Abstract

Instability of CAG triplet repeat encoding polyglutamine (polyQ) stretches in the gene for target protein has been implicated as a putative mechanism in several inherited neurodegenerative diseases. Expansion of polyQ chain length in the androgen receptor (AR) causes spinal and bulbar muscular atrophy (SBMA) or Kennedy's disease. Although the mechanisms underlying gain-of-neurotoxic function are not completely understood, suggested pathological mechanisms of SBMA involve the formation of AR nuclear and cytoplasmic aggregates, a characteristic feature of patients with SBMA. The fact that certain AR coactivators are sequestered into the nuclear inclusions in SBMA possibly through protein-protein interactions supports the notion that AR transcriptional dysregulation may be a potential pathological mechanism leading to SBMA. AR conformational states associated with aberrant polyQ tract also modulate the interaction of AR with several coactivators.

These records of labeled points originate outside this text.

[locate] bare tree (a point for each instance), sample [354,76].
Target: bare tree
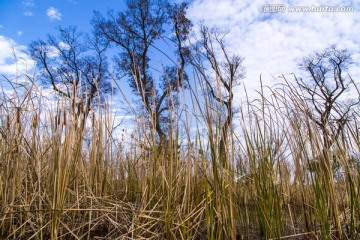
[135,32]
[73,61]
[328,79]
[327,82]
[226,72]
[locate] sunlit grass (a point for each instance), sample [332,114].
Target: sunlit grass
[66,177]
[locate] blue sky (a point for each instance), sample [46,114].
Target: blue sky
[270,42]
[28,20]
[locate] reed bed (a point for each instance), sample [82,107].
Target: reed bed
[68,175]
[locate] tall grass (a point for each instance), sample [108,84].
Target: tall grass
[67,176]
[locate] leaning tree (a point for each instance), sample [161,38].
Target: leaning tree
[135,33]
[75,65]
[326,81]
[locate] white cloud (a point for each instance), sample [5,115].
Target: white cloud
[28,3]
[272,43]
[28,14]
[53,14]
[13,58]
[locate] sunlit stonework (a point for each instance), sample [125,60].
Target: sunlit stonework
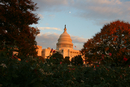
[64,46]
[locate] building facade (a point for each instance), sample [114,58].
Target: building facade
[63,46]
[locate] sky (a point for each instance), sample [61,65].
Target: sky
[83,19]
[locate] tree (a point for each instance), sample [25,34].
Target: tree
[66,60]
[56,58]
[15,19]
[77,60]
[112,42]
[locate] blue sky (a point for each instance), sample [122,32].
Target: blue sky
[83,19]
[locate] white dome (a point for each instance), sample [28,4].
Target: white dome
[64,41]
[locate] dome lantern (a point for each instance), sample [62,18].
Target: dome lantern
[64,41]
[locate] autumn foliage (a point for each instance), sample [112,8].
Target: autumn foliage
[15,31]
[111,43]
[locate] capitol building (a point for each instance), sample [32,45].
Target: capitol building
[63,46]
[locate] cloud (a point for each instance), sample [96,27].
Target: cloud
[50,39]
[96,10]
[49,28]
[40,15]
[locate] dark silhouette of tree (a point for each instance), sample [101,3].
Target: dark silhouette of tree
[77,60]
[16,16]
[112,42]
[66,60]
[56,58]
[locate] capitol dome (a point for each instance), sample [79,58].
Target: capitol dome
[64,41]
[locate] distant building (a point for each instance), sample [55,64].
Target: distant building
[64,46]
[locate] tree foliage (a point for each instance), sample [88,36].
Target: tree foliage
[16,16]
[112,41]
[56,58]
[77,60]
[66,60]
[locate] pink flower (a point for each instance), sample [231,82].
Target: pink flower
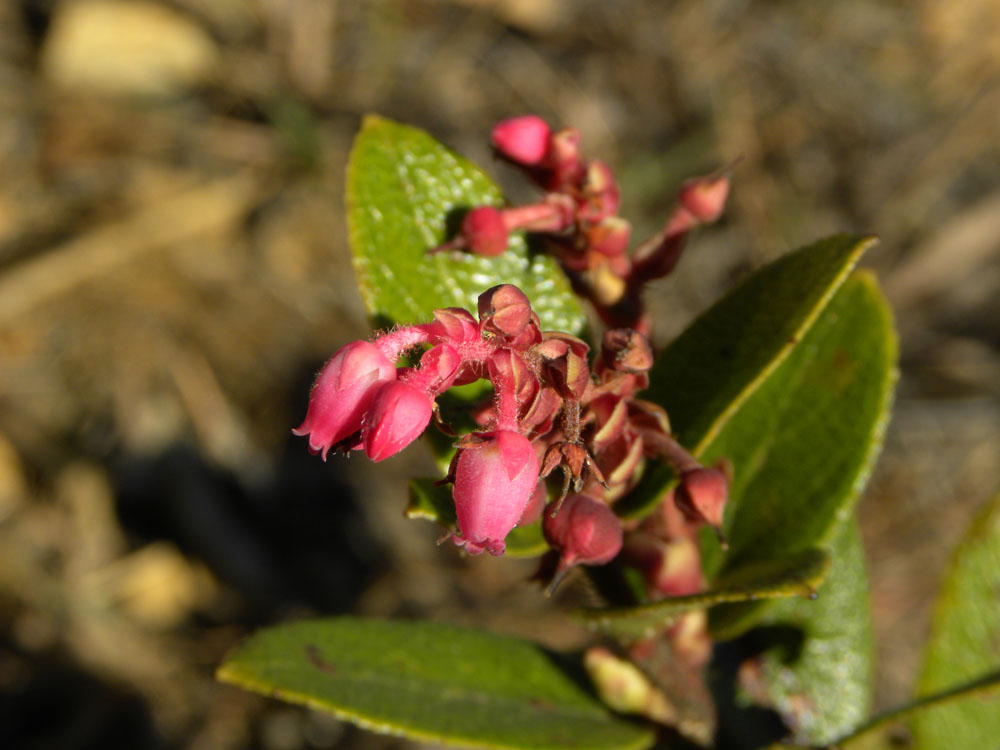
[343,390]
[524,139]
[494,480]
[585,530]
[701,495]
[398,414]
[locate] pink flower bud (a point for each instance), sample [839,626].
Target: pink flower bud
[494,480]
[456,325]
[705,197]
[585,531]
[702,494]
[671,568]
[399,413]
[485,231]
[342,393]
[521,139]
[505,310]
[536,504]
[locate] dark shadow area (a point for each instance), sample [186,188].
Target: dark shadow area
[743,726]
[57,705]
[295,539]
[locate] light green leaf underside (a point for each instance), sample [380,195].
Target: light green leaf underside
[431,682]
[965,642]
[823,688]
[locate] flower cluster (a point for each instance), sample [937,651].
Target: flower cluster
[579,222]
[550,409]
[555,405]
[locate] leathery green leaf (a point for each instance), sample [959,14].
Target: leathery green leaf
[405,194]
[706,375]
[799,575]
[803,445]
[965,642]
[818,673]
[431,682]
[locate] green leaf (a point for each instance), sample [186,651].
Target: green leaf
[821,683]
[431,501]
[404,191]
[799,575]
[803,445]
[706,375]
[431,682]
[965,641]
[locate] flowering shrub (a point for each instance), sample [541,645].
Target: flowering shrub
[705,490]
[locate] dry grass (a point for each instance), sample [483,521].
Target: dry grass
[173,265]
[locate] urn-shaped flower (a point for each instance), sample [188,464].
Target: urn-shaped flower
[342,393]
[494,480]
[398,415]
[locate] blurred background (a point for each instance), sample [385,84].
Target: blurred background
[174,268]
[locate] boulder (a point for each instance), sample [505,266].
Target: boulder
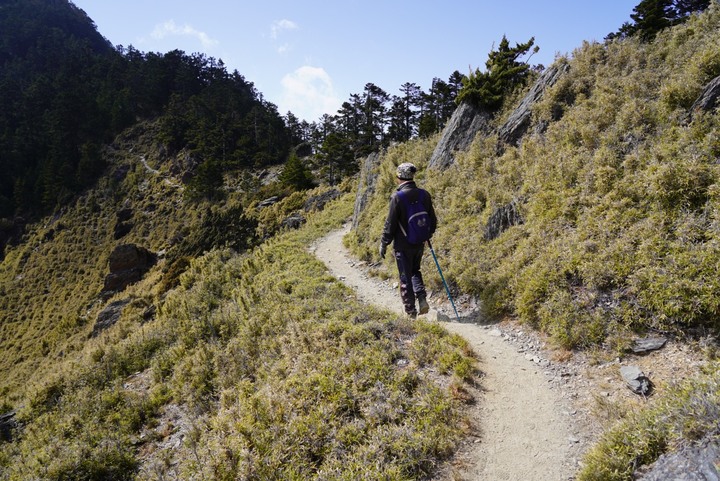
[294,221]
[636,380]
[519,120]
[366,185]
[128,263]
[648,344]
[466,122]
[109,316]
[268,202]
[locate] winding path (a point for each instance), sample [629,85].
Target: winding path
[525,430]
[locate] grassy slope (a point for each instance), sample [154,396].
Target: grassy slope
[621,207]
[282,372]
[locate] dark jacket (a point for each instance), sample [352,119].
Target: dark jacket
[397,214]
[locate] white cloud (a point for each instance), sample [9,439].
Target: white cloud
[281,25]
[170,28]
[308,93]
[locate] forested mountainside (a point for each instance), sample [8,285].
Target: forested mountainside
[67,92]
[600,223]
[162,317]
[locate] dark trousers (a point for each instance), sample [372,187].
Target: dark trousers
[411,283]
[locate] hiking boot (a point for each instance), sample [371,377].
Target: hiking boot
[424,307]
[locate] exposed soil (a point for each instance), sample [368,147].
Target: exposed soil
[525,427]
[538,409]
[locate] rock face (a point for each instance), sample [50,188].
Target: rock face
[7,426]
[318,202]
[109,316]
[501,220]
[708,100]
[519,121]
[465,123]
[366,185]
[128,263]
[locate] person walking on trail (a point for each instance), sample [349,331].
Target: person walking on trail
[410,223]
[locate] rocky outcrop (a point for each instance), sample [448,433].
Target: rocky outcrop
[11,232]
[128,263]
[318,202]
[123,226]
[464,125]
[502,219]
[519,121]
[366,185]
[109,316]
[708,100]
[7,426]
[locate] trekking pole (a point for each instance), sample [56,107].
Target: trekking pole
[447,289]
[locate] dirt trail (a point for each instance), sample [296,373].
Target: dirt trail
[526,427]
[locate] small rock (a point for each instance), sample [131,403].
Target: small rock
[648,344]
[636,381]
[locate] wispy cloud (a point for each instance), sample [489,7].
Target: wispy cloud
[170,28]
[308,93]
[282,25]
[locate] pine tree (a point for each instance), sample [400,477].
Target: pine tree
[503,74]
[295,175]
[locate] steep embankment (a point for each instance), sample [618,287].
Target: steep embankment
[526,430]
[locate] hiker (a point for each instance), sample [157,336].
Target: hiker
[410,223]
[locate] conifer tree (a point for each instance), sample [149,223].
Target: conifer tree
[296,175]
[503,74]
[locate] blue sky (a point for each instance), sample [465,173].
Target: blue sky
[309,56]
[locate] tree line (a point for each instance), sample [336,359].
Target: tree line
[66,92]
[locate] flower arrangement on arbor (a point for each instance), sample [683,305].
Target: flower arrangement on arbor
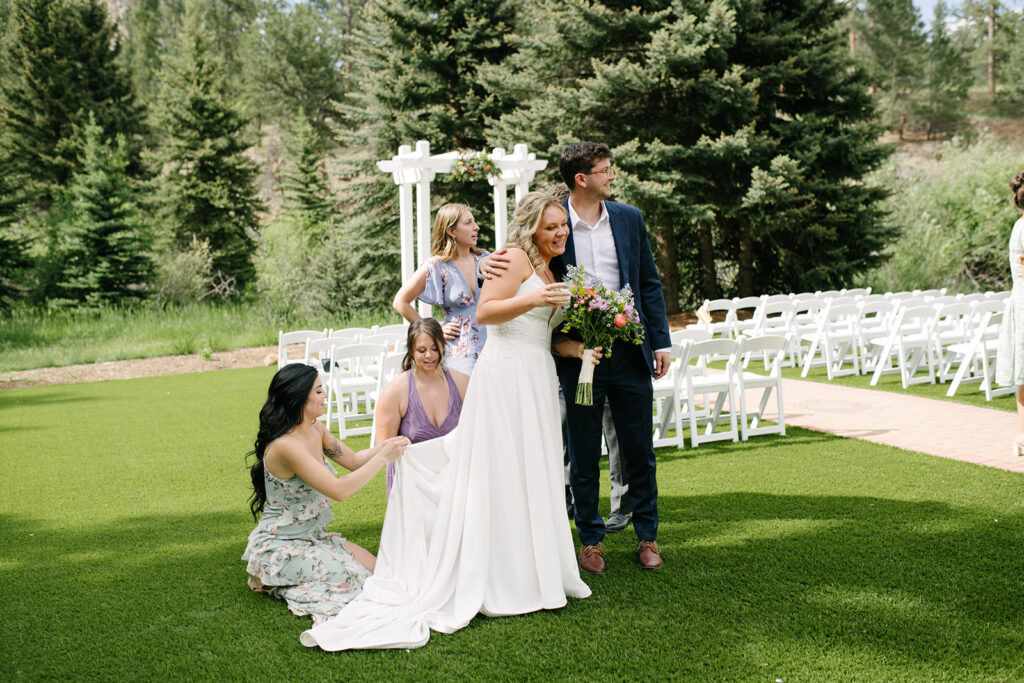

In many cases, such diseases can be treated through protein replacement therapy; however, because recombinant proteins do not cross the blood-brain barrier, the effectiveness of such therapies is limited in case of neurodegenerative diseases that warrant alternative therapeutic approaches. Among different approaches, inhibiting protein aggregation with small molecules that can stimulate protein folding and reverse aggregation are the most promising ones. Thus, naturally occurring osmolytes or "chemical chaperones" that can easily cross the blood-brain barrier and stabilize the functional form of a mutated protein by shifting the folding equilibrium away from degradation and/or aggregation is a useful therapeutic approach. In this review, we discuss the role of polyQ chain length extension in the pathophysiology of SBMA and the use of osmolytes as potential therapeutic tool.